World Rugby is running an innovative integrated process to
determine hosts of the 2025 and 2029 women’s events, and the 2027 and 2031
men’s events. The approach will provide the sport with hosting and revenue
certainty for the game over the next 10 years, in line with the ‘game-changer’
objectives of its new strategic plan.
With collaboration and transparency at the heart of the
process, the three phases – Dialogue, Candidate and Evaluation – will, for the
first time, facilitate bespoke bids that optimise the objectives of the hosts
and the global growth of the sport.
Underscoring World Rugby’s emphasis on transparency, the
international federation’s Council will select the four future hosts at its
Annual Meeting in May 2022 via an open electronic vote after considering a
risk-based evaluation, rather than a recommendation, setting new standards in
best-practice. Multi-nation bids are being welcomed.

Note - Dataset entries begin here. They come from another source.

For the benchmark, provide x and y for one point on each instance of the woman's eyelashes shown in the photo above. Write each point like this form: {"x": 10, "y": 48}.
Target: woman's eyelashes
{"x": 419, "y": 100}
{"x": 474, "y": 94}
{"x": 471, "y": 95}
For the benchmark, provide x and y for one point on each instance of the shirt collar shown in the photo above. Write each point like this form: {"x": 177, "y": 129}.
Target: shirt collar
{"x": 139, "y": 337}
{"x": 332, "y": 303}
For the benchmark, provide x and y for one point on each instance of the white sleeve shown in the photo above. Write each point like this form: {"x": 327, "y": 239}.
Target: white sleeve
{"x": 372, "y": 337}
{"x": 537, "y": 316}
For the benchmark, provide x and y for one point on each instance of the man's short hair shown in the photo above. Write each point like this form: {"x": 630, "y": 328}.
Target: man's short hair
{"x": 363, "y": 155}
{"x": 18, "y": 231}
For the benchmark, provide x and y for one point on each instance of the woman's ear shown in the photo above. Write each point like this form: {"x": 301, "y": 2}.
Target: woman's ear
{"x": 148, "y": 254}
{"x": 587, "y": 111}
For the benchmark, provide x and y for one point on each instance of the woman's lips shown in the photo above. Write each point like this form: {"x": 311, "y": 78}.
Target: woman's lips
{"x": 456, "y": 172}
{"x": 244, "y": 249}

The process is designed to make hosting even more attractive
and accessible to more nations, fostering partnerships via collaboration to
develop bespoke bids that optimise strategic objectives for host nations and
the global game.
World Rugby has paved the way for interested nations to
enter the process with a running start, having engaged extensively with a
number of member unions during a ‘Pre-Dialogue’ phase that has been designed to
optimise knowledge and information transfer and therefore minimise overall bid
World Rugby Chairman Sir Bill Beaumont welcomed the
milestone: “Today represents an important milestone in the future of the sport
and is a positive way to accelerate into 2021. We are hugely encouraged by both
the interest and level of conversations to date, which reflects the attractiveness
of this new approach.
“Rugby World Cup is all about unity and this process marks a
bold, best-practice approach for the sport. By awarding four hosts at the same
time, the sport will have long-term strategic certainty, enabling us to advance
commercial and broadcast partnerships and maximise revenue for reinvestment
across our unions and the wider game.
“It is also an accessible and inclusive process. It is
important for everyone that the costs of bidding are minimised and therefore by
jointly building bespoke bids we can ensure an approach that is good for
nations and good for rugby, maximising participation, societal and economic
returns for all.”
The last men's Rugby World Cup in 2019 attracted the
biggest-ever domestic broadcast audience for a rugby match of more than 54
million and a participation boost of over 750,000, while a recent Nielsen study
confirmed it delivered a significant boost to national pride.